1. Field of the Invention
This invention relates to artillery shells and more particularly to an apparatus and method for reducing drag on a gun-launched artillery shell.
2. Description of the Related Art
For reasons concerning firing technology, artillery shells have a rear surface at right angles to the shell axis. It is well known that a rear surface that does not taper, or tapers too quickly, will cause the airflow to separate from the projectile at that location resulting in low pressure behind the shell. The low-pressure region acts like a partial vacuum over the entire aft area of the shell, which increases drag thus limiting the maximum range of the shell. The larger the area that the low pressure acts upon the greater the applied drag force.
The “base-bleed” technique has been much used in recent years to increase the range of air-defense and artillery shells without having to increase muzzle velocity and thereby increase the size of the propellant charge to a level the gun in question would not withstand. The base-bleed technique allows gas to flow out from the rear surface of the shell preferably at a flow rate that re-pressurizes the area behind the shell reducing the drag proportional to the amount of pressure recovered by filling the low-pressure region with gas from the base-bleed gas source. Although the base-bleed device is similar to a supplementary rocket motor with its propellant loaded interior chamber and its central flow outlet, its function is totally different from that used in shells which are fitted with supplementary rocket motors known as sustainers to increase firing range. Such rocket motors are loaded with pure rocket propellant and they provide the shell with a velocity increment, while the base-bleed device is loaded with a slow burning propellant that is intended only to eliminate drag during the portion of the shell trajectory the propellant is burning.

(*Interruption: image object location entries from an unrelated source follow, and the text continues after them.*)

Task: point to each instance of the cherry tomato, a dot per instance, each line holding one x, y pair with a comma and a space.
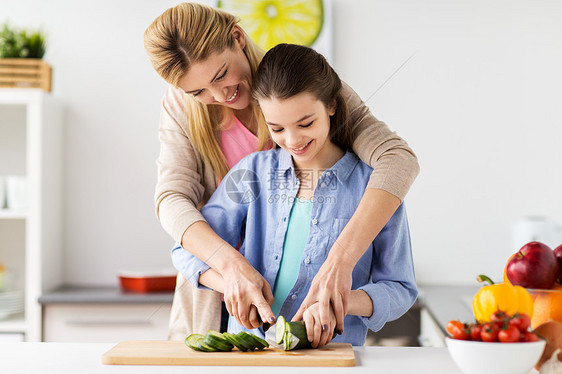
521, 321
499, 316
457, 330
489, 332
476, 331
528, 336
510, 334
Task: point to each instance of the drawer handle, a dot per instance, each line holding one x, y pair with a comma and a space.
79, 322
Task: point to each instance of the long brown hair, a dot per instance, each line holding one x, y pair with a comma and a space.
189, 33
289, 69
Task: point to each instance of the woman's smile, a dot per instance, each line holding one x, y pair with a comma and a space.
234, 97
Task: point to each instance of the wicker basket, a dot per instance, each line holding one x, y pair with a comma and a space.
25, 73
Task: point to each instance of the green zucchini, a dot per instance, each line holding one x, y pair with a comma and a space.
239, 343
191, 341
280, 329
286, 331
255, 341
204, 346
298, 330
217, 340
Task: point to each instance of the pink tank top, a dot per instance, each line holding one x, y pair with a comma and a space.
237, 142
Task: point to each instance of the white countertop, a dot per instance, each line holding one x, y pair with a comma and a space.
85, 358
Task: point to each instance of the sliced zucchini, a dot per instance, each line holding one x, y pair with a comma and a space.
254, 341
217, 340
191, 341
218, 345
236, 341
263, 343
204, 346
298, 329
246, 339
280, 329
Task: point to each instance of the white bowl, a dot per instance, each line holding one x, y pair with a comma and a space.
494, 358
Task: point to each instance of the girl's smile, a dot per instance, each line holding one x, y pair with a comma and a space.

U.S. Pat. No. 6,657,174 describes an alternative to the base-bleed technique that involves extending the shell at the rear by a protruding conical tail section. The tail section consists of an inflatable part initially fitted in the rear section of the shell in compressed form and secured to the shell body, and can be folded out and inflated to the desired form and hardness by the propellant gases from a small propellant charge which is ignited at the required time. Such an inflatable section part can for example be made of Kevlar and remain in a removable cover connected to the shell up to the time it is deployed. The energy in the air allows the flow to turn the corner at the base of the shell following the side of the protruding conical tail reducing the area that the low pressure acts on. The drag force at the base of the shell is the difference in pressure from the outside, undisturbed air and the partial vacuum created by the separated airflow multiplied by the area that the pressure acts upon. The protruding conical tail effectively reduces the area the low pressure can act on reducing the drag force significantly. This tapered aft section is typically known as a boat-tail coming from the tapered back end of many boats designed to reduce their drag in water.